We serve our liquorice parfait as an ice cream sandwich in between two Chinese love letters, a rice flour-based cookie traditionally sold during Chinese New Year that has counterparts in Thailand with thong muan, in Italy with pizzelle, and in Czech Republic with parizske pecivo.

Methodology

Our research and development methodology at Nouri is structured, but we always leave room for improvisation. We follow research guidelines but are willing to break them if the work demands it. Our primary mandate is always creative.

We begin with a specific kind of pattern recognition. Drawing on the vocational strength of our chefs, we identify similarities in ingredient, technique, or flavour of dishes from around the world. How does a mole from Mexico resemble a red curry from Thailand? Why do Peruvians cure their fish in the same way as Pacific Islanders? We are able to ask these questions because our chefs taste these questions. Taste— which can be dismissed as a subjective experience in amateurs— is a rigorous tool at the disposal of our professional chefs. It frames and guides our research questions.

We then conduct preliminary historical research to determine whether the patterns we identify are the result of mutually independent development or cultural exchange. When an ingredient is found around the world, we often see similar methods of use. Liquorice is an example. More often, we recognise similarities because of cultural exchange. Food travels across boundaries and between cultures through trade, war, migration, etc. As a result, each culture adopts the ingredient or technique, featuring certain elements of the culture from which it received it, and imbuing the item with new features, too. Chili pepper is an excellent case study of an ingredient that has transformed the cuisines of South America, Europe, Southeast Asia, and South Asia.

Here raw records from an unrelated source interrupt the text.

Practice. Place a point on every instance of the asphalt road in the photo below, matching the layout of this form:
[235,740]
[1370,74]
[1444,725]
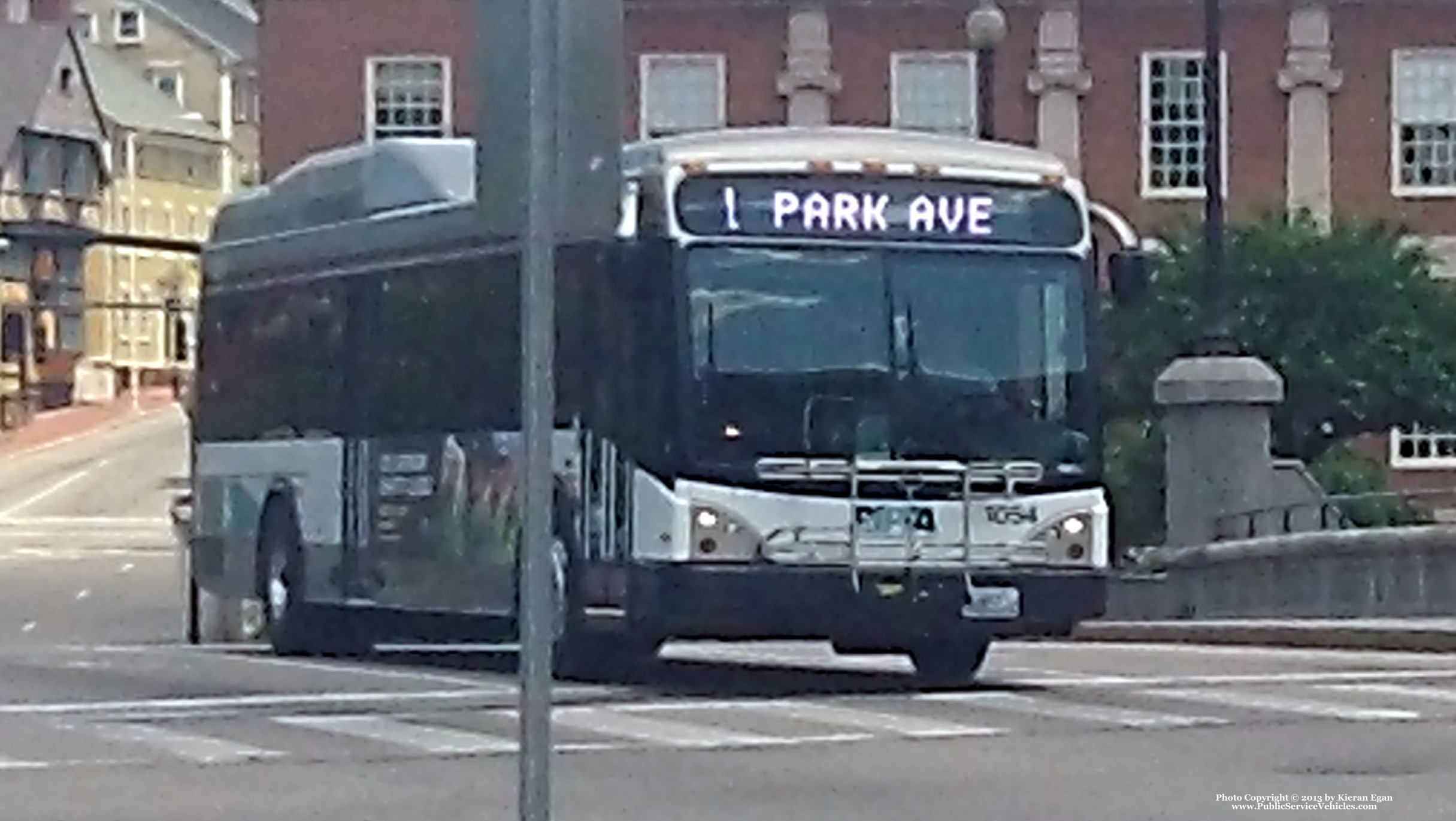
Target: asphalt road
[107,717]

Our chefs begin their development process with these initial observations.

Then, we approach relevant experts— sometimes regional historians, other times anthropologists, sociologists, linguists, economists, etc.— to validate, and sometimes challenge, our hypotheses. They provide access to primary source materials that help us map the lineage of a specific food item as it travels across cultures. This step is essential to our crossroads approach to food; it allows us to work with products or techniques that are verifiably shared by people globally.

We also partner with chemists and food scientists to examine the molecular structures of the foods we think share common origins or features. On our menu, we serve a rice stem dish that draws on the shared flavour profiles of a south Indian buttermilk and a Norman sauce dieppoise; this link is confirmed scientifically and culturally. 

Our final output is an original dish that is conceptually related to food traditions from around the world without being traditional. It is innovative without ignoring historical influences. It fulfils the requirements of a complete dish in terms of taste, texture, and style, but also paves the way for a broader engagement with global culture.

Beyond food 

Crossroads thinking was born out of a desire to think more deeply and critically about culture and globalisation. A focus on food was incidental— we just happened to be chefs and/or working in the culinary industry. Crossroads was an epistemological position before it was a cooking philosophy.

Today, we collaborate with architects, fashion designers, and visual artists to expand their practices with a detailed study of cross-cultural interaction and influence.